The Lancashire Telegraph has been criticised by the Press Complaints Commission for failing to protect a confidential source.
A man complained following the 9 March story headlined: ‘Burnley bodies sent to Blackburn.”
The complainant said he spoke to a reporter from the paper about the proposed closure of Burnley’s mortuary on condition that he was not identified.
Clause 14 of the Editors’ Code states that journalists have a duty to protect confidential sources
However, in the article he was referred to as ‘a worker at Burnley’s mortuary”. Because he was one of only two people who worked there – the other being his boss – his employers had been able to identify him as the source of the information.
He had subsequently been dismissed on grounds of gross misconduct for making his remarks to the newspaper.
The newspaper said it did not consider the complainant to be a confidential source because he had not revealed confidential information. A number of health workers in the area had been informed of the proposed mortuary closure.
The paper also told the PCC that although it had agreed not to identify the complainant by name, it had not been told that indirect identification was also to be avoided.

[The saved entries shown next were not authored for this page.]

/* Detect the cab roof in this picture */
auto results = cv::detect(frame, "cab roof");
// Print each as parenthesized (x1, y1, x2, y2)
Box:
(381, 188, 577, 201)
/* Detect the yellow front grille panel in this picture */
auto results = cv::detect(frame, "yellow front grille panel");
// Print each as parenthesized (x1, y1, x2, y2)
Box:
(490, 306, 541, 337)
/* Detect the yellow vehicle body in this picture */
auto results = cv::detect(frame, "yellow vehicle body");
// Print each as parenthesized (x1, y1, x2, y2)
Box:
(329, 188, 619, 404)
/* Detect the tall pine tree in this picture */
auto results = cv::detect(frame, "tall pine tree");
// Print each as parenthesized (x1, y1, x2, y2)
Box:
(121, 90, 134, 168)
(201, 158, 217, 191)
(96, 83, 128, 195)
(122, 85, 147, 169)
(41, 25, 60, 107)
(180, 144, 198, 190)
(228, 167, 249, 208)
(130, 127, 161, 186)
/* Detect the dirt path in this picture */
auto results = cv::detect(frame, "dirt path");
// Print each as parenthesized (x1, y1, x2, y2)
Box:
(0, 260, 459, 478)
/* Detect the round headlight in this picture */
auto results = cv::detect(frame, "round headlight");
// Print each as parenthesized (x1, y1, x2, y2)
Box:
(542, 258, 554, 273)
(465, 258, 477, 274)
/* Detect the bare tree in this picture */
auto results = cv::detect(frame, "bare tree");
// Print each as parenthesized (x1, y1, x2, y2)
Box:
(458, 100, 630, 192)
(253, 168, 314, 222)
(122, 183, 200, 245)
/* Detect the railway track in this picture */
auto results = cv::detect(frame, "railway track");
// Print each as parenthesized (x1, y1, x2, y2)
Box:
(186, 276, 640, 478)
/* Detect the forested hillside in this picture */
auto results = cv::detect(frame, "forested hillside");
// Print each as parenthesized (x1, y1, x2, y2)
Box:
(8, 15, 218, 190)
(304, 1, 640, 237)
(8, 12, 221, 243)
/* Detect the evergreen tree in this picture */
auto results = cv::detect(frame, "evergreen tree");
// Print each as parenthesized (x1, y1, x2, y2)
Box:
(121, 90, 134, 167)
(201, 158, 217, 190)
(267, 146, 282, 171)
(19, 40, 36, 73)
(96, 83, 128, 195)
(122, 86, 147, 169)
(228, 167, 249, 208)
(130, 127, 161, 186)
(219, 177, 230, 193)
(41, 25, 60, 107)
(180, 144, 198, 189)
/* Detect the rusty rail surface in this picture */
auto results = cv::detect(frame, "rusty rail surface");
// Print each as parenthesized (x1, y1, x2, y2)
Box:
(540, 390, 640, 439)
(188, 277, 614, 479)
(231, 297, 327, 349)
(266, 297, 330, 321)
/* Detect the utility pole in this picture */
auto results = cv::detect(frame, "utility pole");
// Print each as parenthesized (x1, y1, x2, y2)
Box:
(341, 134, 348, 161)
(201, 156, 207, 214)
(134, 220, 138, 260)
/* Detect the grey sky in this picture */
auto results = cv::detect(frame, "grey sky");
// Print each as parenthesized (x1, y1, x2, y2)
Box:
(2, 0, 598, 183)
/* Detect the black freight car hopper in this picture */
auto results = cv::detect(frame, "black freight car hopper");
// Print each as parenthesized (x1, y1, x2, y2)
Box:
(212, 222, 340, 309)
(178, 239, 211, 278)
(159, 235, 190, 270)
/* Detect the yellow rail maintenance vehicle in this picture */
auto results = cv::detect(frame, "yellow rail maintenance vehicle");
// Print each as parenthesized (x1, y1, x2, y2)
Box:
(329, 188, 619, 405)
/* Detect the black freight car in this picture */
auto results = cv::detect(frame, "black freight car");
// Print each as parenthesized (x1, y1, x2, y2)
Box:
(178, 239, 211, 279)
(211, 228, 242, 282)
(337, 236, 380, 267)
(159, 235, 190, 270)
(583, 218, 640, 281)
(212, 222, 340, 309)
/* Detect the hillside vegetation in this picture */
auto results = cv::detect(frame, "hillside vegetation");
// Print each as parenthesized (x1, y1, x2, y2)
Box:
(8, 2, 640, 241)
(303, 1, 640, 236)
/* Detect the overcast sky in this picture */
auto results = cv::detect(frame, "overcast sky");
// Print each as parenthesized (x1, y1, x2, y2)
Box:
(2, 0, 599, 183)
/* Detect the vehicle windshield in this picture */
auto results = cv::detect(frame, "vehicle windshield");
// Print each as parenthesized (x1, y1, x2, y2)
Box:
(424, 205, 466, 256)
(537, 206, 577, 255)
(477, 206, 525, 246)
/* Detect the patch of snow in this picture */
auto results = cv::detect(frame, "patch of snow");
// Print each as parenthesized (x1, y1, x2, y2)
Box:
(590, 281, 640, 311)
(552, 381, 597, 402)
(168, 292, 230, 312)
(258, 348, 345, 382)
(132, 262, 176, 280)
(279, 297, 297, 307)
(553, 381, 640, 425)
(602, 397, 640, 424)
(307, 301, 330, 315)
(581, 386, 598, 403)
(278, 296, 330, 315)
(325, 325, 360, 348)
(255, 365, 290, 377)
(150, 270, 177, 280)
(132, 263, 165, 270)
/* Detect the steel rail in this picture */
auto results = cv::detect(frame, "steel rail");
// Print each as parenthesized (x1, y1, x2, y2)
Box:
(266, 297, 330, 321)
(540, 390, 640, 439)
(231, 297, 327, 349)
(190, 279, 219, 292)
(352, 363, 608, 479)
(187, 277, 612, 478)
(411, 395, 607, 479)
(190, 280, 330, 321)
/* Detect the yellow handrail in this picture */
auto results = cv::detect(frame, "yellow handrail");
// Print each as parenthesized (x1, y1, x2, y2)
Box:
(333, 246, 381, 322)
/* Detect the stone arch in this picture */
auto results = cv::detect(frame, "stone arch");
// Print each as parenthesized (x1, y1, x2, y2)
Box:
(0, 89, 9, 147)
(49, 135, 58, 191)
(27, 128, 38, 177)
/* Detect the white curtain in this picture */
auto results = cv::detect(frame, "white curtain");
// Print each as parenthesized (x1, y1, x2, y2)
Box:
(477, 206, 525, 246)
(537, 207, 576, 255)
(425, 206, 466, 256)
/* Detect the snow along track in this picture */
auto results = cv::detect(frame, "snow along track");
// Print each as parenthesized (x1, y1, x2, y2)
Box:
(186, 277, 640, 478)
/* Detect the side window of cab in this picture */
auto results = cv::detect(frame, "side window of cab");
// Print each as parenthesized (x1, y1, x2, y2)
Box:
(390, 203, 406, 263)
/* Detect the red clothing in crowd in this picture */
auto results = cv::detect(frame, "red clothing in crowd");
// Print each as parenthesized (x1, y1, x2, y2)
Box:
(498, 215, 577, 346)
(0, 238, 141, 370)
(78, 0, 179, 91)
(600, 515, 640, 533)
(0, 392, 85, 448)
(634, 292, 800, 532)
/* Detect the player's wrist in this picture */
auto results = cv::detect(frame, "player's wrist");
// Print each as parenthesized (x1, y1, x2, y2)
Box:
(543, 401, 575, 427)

The reporter had not known, and had no reason to know, that the man was one of only two employees at the mortuary, it said. The editor offered to send the complainant a private letter of regret.
In its ruling, the PCC said: ‘Given that the need for confidentiality had been established between the parties, the onus was on the newspaper to establish whether the form of words it proposed to use would have effectively identified the complainant in any case.”